Honestly, I'm 99.9% sure your problem is not the basis. Quick explanation of what it is if you're interested as on lunch and have a minute and it's pretty fundamental:
Basis is part of an object's "transform" (along with "origin" which states where the start point of the object is).
When a node has a vector, eg Vector2(3, 4)
, you're saying it's so far on the x and so far on the y. But which way is x and which way is y to this object? Well, you define this with a basis matrix. It's like defining the graph paper your vectors are drawn on.
The standard/simplest way is the "identity": Transform2D.x = Vector2(1, 0)

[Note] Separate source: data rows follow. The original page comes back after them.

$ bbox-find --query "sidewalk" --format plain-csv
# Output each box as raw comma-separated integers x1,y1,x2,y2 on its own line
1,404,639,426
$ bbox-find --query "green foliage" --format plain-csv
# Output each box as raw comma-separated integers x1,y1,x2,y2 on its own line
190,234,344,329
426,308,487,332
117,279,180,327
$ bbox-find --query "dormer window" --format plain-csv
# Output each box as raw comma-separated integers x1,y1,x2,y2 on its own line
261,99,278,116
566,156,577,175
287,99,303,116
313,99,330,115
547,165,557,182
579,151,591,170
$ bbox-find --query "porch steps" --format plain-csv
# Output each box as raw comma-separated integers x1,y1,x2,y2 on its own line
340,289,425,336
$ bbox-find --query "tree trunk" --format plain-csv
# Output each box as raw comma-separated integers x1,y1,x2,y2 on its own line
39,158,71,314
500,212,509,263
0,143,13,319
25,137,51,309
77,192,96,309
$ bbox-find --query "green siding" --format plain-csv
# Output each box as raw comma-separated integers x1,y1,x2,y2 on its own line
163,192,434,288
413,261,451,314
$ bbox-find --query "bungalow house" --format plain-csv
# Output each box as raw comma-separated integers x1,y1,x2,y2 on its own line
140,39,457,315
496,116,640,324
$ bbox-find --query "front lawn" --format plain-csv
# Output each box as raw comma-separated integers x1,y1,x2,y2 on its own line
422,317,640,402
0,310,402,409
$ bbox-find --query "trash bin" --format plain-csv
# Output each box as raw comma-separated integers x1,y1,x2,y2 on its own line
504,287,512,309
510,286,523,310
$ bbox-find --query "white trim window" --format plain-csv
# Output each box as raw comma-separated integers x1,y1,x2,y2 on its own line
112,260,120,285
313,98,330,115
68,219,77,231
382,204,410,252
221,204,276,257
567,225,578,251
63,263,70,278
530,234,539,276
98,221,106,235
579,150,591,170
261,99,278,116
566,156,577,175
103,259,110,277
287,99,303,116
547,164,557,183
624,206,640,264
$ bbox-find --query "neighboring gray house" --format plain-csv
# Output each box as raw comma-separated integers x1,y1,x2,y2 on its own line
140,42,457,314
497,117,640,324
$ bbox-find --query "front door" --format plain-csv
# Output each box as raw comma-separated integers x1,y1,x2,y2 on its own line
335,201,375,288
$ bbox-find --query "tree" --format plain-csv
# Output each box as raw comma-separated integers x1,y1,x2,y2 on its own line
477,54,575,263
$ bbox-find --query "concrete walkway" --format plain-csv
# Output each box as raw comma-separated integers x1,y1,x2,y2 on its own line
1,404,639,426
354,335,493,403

and Transform2D.y = Vector2(0, 1)
.
So any vector is multiplied by its basis matrix. If it's "identity" (as above), nothing changes - just like multiplying by 1 with a float. This means local space is the same as world space.
If we changed the basis on the x to Transform2D.x = Vector2(2, 0)
then it'll scale it on the x and it'll be twice as wide. Transform2D.y = Vector2(0, -1)
and it's upside down. With a bit more maths we can rotate the object and sheer it. In Godot the transform matrices of children are multiplied. So if you move an object, its children move, if you scale it, it's children scale.
Meh, I thought maybe your object might be sheered, but I doubt it.